Thursday, 28 de March de 2024 ISSN 1519-7670 - Ano 24 - nº 1281

O jornalismo por Otavio Frias Filho

Em 1996, Otavio Frias Filho participou como entrevistado do programa “Roda Viva” da TV Cultura de São Paulo. O programa foi conduzido pelo jornalista Matinas Susuki e, entre os entrevistadores, estavam Alberto Dines, Ricardo Kotscho, Boris Kasoy, Marco Antonio de Resende, Daniela Thomas e Dante Matiusse. O período era de expansão da Folha de S.Paulo tanto em termos de tiragem quanto de importância editorial. Veja algumas frases de Otavio recolhidas no Memória Roda Viva.

Incompletude

“Nós, que trabalhamos com jornalismo, estamos sempre vivendo uma frustração diária, porque os jornais são feitos sob a égide da pressa. Há uma urgência muito grande, há uma premência muito grande, então, a quantidade de falhas, de incompletudes, de deficiências, é sempre muito grande. A gente vive numa permanente insatisfação com os resultados obtidos e este é um dos aspectos — para alguns estimulante e, para outros, muito frustrante — da profissão.”
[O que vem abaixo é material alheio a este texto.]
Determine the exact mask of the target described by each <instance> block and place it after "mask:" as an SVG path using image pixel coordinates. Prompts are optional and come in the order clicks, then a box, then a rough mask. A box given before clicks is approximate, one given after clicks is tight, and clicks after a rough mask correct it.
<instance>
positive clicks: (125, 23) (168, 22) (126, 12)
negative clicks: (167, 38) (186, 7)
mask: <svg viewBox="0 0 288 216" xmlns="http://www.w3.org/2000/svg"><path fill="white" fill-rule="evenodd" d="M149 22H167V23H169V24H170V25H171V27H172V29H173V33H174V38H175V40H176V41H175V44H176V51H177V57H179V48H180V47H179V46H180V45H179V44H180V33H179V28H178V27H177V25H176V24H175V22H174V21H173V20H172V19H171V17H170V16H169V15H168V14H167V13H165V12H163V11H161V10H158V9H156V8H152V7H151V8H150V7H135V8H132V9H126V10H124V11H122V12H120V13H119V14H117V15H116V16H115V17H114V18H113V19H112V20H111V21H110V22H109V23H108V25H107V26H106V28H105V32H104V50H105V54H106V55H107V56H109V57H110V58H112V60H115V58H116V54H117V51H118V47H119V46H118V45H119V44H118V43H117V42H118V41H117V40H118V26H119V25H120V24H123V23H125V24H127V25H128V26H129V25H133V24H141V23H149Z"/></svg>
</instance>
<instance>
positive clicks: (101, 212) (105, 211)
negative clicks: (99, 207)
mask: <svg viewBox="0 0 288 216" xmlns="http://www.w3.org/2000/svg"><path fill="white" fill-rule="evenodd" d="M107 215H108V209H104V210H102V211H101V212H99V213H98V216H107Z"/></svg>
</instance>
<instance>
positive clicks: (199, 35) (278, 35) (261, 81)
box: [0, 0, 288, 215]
Projeto editorial da Folha de S.Paulo

“Nós estabelecemos alguns pressupostos em termos de projeto editorial. A gente costuma dizer que está empenhado em praticar um jornalismo que seja crítico, apartidário e pluralista. Ou seja, um jornalismo que exerça uma faculdade de interpelar, de criticar, de questionar as formas de poder em geral. Um jornalismo que, ao mesmo tempo, não se perfile, em termos automáticos, com nenhum tipo de posição no aspecto político-partidário.

Redações

“Acho que uma redação, por mais que ela tenha toda uma interface industrial, e essa interface é cada vez maior, nos dias atuais, ela nunca deixa de ser uma espécie de atelier. Convém que você tenha numa redação pessoas com as formações as mais variadas: desenhistas, filósofos, historiadores, economistas. Eu acho que essas pessoas é que poderiam trazer um aporte de especialização, que permitisse aos jornais exercer esse espírito crítico de uma forma responsável, se você quiser, e por outro lado permitiriam também aos jornais destrinchar esse mundo de tecnicalidades de forma a torná-lo traduzível, apreensível por parte do leitor”.

Perfeccionismo

“Então, para mim, a leitura de qualquer jornal é quase desagradável, por esse lado, assim, de perfeccionismo. E da Folha então é muito desagradável muitas vezes, porque eu assumo como minha toda e qualquer falha que eu puder detectar [gesticulando], todo problema que eu vir. Uma das seções, por exemplo, que eu me recuso, terminantemente, a ler antes dela ser publicada, é a seção ‘Erramos’. Porque eu não quero me aborrecer de véspera. Então eu só leio as retificações que a Folha publica todos os dias na página três. O ‘Erramos’ eu só leio com o jornal impresso, já no dia seguinte. Porque, realmente, tem este aspecto doloroso. É muita responsabilidade.

Escolas de jornalismo

“Eu acho que as escolas de comunicação deviam ter um compromisso de fazer com que o aluno saísse conhecendo e dominando perfeitamente o português, o inglês e história geral. O restante, ao meu ver [leva a mão esquerda ao peito], deveria ser ocupado, em termos de formação universitária, por créditos que o aluno realizasse em outros cursos, a critério de sua própria escolha. Quer dizer, haverá um aluno de comunicações que terá maior inclinação por medicina e nada impediria que ele fizesse a maior parte de seus créditos numa faculdade de medicina da mesma universidade. E outro que tenha interesse por arqueologia, que também será útil na profissão de jornalista. Então, que ele faça a maior parte de seus créditos na faculdade de história ou na faculdade de filologia, ou o que seja, e a faculdade de jornalismo deveria, a meu ver, estar concentrada no ensino das técnicas de jornalismo, que é um ensino bastante elementar, porque o jornalismo, como a gente sabe, não é um saber, não é uma ciência, é meramente uma técnica. E deviam ter esse compromisso, de que, pelo menos, cada aluno saísse de uma escola de comunicações conhecendo bem o português, o inglês, porque é a língua franca, é a língua universal, e história geral, porque a história é a base de tudo, a meu ver.”